My Lords, the new Learning and Skills Bill has nothing to do with higher education; it does not cover universities and other higher education institutions. On the more general question about the qualifications required for entry to universities, that is a matter for the universities; the Government do not lay down requirements for universities to admit students with particular levels of qualification. It is very much a matter of university autonomy.

On the issue of open access, the Government want to encourage a widening of access so that all young people, and indeed older people, who have the potential—that is absolutely vital—to benefit from higher education can do so.

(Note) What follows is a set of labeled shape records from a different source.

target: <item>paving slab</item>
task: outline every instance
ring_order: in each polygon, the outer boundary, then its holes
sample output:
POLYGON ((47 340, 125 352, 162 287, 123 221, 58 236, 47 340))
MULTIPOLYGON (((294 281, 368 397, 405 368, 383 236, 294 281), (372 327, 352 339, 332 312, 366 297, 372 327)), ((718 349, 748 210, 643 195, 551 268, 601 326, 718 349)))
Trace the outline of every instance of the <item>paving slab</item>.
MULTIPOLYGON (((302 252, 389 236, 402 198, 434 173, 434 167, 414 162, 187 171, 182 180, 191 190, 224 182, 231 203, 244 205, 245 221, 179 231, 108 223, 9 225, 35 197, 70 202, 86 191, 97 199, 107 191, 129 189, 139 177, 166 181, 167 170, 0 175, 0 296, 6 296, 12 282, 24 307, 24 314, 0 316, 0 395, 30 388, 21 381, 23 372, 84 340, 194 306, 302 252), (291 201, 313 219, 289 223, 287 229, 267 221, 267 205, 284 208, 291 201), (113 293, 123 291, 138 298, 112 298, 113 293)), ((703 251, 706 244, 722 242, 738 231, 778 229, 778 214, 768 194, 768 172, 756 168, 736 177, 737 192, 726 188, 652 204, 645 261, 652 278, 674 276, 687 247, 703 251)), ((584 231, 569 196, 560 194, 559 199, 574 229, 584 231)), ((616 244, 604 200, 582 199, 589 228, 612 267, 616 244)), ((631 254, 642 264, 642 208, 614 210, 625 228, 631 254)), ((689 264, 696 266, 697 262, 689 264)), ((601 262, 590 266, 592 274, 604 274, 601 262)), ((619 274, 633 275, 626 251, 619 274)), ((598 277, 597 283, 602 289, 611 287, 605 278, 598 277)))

Lord Pilkington of Oxenford

My Lords, does the Minister feel that the Government's policy is designed to secure the privatisation of the universities of Oxford and Cambridge?

Baroness Blackstone

No, my Lords.

Lord Roberts of Conwy

My Lords, what will happen to the Higher Education Funding Council for Wales? Is it, as rumoured, to be amalgamated—certainly so far as concerns the secretariat—with the new Council for Education and Training, which was recently described as "the mother of all quangos"?

Baroness Blackstone

My Lords, I cannot confirm the rumours to which the noble Lord referred. The Higher Education Funding Council for Wales shares offices and overheads with the Further Education Funding Council for Wales. I believe that that is likely to continue.

Baroness Blatch

My Lords, in the past the Minister has been careful to say that the Bett report is not a matter for Government, but for higher education. Do the Government not realise that the key to the universities' ability to consider freely their response to the Bett report has a great deal to do with the way in which the Government fund higher education?

Baroness Blackstone

My Lords, I readily accept what the noble Baroness has just said; that university pay—not only of academics but of all staff in universities—is a large part of universities' expenditure and, of course, the overall level of university funding will have some impact on what is paid to staff. However, as I have already said, the Government have substantially increased the funding available to higher education institutions. They will be looking in the next spending review at public expenditure in that area, as in many others. The Bett committee will be a factor in that spending review, but of course I cannot anticipate the outcome.

Lord Walton of Detchant

My Lords, bearing in mind the Government's commitment to increasing the intake of medical students by 1,000 new students each year, will the Government guarantee that the relevant universities will receive the resources necessary to teach that increased number of medical students?

Baroness Blackstone

Yes, my Lords. It is, of course, the Government's intention to provide additional funding for those institutions which have been given the opportunity to increase the number of medical students in their medical schools.

Lord Wallace of Saltaire

My Lords, the Minister has used the words "appropriate controls" and "some controls" in successive answers. In other areas the Government have been pursuing deregulation, allowing the market to take up a little. Does the Minister accept that, in this case, the Government have been moving instead in the direction of further and tighter regulation?

Baroness Blackstone

My Lords, I do not accept that. Perhaps I may take the area of quality control in teaching as an example. The Government have asked the Higher Education Funding Council and the Quality Assurance Agency to operate with a minimum amount of bureaucracy and a light touch where appropriate.